The Kang Doctrine — We Can’t Blame Students for Fixating on their Grades

I am someone who cares a great deal about my grades. If you take a look at my teacher’s comments from term to term, you’d find an endless slew of “suggestions” to “focus less on the grade” and more on the “inherent joy of learning.” And to some extent, these teachers are right: I do ask too many questions about whether certain content is going to be on the next test or what the specific grading criteria is for a major assessment. But this school-wide, and more broadly, academia-wide sentiment that we shouldn’t fixate solely on achieving a good grade subjects students to confusing and paradoxical standards. Rather, instead of telling students to stop caring about the value of their grades until our metrics for academic evaluation are reconsidered.

Grades have one purpose. They measure how well a student performs in a particular class. The class itself gets to determine what it means for a student to perform “well.” So, if doing “well” in a class means being creative and taking risks, those elements should be fostered into the grading criteria. But there’s a schism between those ideals and the reality of many of our classes.

For instance, we’ll take math classes that strive to promote critical and analytical thinking skills. But rather than taking the time to fully understand how that solution is derived, students are only rewarded on tests for regurgitating textbook solutions and simply memorizing the steps to arrive at a particular solution.

Because success at Groton and beyond is measured by the achievement of good grades, there’s no way to just stop overachieving students from striving to succeed. Instead, we have to change the grading system to reflect intangible skills, like the fostering of creativity, critical thinking skills, adventurism, and intellectual curiosity. 

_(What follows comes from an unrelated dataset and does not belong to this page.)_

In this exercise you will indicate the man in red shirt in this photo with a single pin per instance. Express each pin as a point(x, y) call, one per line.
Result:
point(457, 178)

The good news is that there are some classes that bridge this divide. For instance, in Mr. Gnozzio’s Data Structures, you’ll be rewarded (in the form of extra credit) for attempting above-and-beyond coding extension projects that stretch your limits. Similarly, in HD’s English classes, you’ll be rewarded for attempting to create artistic representations of literary works. In classes like these, “doing well” is tantamount to enjoying learning and taking creative approaches. And in these cases, there should be no reason to criticize a student for trying to achieve a good grade, as getting a good grade ultimately correlates strongly with effort and creativity in the class.

But because Groton is not an institution that encourages students to care solely about their grades, all courses that can, must assess their students with metrics that measure creativity and dedication to learning, like the ones Mr. Gnozzio and HD already use. If students can have more say over their own learning and pursue what they are most interested in, then caring about the grade doesn’t have to be associated with mindlessness and a lack of desire to learn. 

Groton students won’t ever stop caring about their grades – but if we reconsider metrics of evaluation, at least they can work toward achieving material success while simultaneously obtaining the well-rounded education that Groton strives to instill.